What do I mean by style?
My writing style varies according to what I am writing and my intended audience.
- In an email, I might be formal, giving only facts eg of a forthcoming workshop.
- In a letter, or on a postcard, I might be informal, sharing anecdotes with the recipient.
A story, I take on a new voice for the narrative according to the genre and the story itself. Then I have several more voices, one for each character, and each will have their own style.
- Lighthearted, joking
- Deadly serious, racking up the tension
- Superior / inferior according to who else is in the conversation
When you get down to the nitty-gritty of editing, though, there are several ‘issues’ to address. All of them move you towards a clean ‘to-the-bone’ manuscript.
- Adverbs. Avoid in the narrative; choose stronger verbs. Allow in dialogue (if that’s how that character needs to speak).
- Adjectives – same as adverbs; choose stronger nouns.
- Apply active/passive voice with intent (not accidentally).
- ‘Show’ as much as you can, without overtiring the reader. ‘Tell’ when you’re looking to summarise. Avoid ‘overtelling’.
Now, I have these ‘issues’ hard-wired into my brain. When I’m reviewing my text, I’ll spot where I’ve slipped up. For a belts-and-braces approach – and for anyone who is unsure of good style – I recommend Scrivener’s Linguistic Focus tool, and other non-Scrivener editing tools too, such as ProWritingAid, AutoCrit, and Grammarly.
As with other RedPen Editing tasks, I tackle one ‘issue’ at a time. Here are two examples.
Style tasks – Adverbs
I search on ‘ly’ because words ending in -ly tend to be the ones I need to review. As ever, I set up a collection. I’ve called it ‘Adverbs?’ as this search can pull up other words, such as Molly too.
I rarely use adverbs – it’s not my natural style – and there is only one ‘tightly’ to address in this scene. However …

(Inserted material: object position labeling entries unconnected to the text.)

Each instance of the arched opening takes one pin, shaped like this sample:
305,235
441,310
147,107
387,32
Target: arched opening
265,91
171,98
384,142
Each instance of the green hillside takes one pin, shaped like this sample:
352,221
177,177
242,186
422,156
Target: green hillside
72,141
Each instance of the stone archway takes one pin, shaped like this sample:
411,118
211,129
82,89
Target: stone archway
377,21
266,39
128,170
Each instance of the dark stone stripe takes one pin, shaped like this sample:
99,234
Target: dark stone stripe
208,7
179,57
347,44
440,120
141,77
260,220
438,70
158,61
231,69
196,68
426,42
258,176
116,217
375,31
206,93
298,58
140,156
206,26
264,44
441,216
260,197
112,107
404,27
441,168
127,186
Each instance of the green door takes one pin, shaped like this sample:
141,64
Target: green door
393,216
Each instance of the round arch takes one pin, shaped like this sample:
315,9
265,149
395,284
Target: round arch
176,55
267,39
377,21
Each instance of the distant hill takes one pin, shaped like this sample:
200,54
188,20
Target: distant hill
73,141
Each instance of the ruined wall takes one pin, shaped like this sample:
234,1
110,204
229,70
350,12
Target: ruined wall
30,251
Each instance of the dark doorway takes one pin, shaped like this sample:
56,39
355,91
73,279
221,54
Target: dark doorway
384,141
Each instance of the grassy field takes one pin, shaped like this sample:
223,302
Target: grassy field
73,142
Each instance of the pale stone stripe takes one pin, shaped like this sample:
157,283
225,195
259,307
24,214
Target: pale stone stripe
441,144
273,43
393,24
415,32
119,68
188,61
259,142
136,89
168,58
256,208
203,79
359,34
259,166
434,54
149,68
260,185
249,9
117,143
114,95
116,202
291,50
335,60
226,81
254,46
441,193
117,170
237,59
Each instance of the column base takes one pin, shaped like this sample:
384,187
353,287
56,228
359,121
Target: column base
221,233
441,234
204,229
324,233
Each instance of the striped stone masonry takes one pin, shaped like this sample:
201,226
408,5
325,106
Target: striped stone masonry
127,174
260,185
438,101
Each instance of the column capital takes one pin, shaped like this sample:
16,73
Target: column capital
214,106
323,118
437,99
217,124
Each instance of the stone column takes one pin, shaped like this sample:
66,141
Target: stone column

Note to self: when choosing character names, avoid those ending in -ly!
Style task – Conjunctions
I know I have a weakness for writing overlong sentences. So, I use the Linguistic Focus tool to identify my conjunctions.
I’m not surprised that this one scene had 16 conjunctions. For most, I’ll opt to delete them – but not all. A conjunction serves to weld two ‘actions’ that belong to each other; if I reduce my overuse of ‘and’, the ones that remain will be better empowered.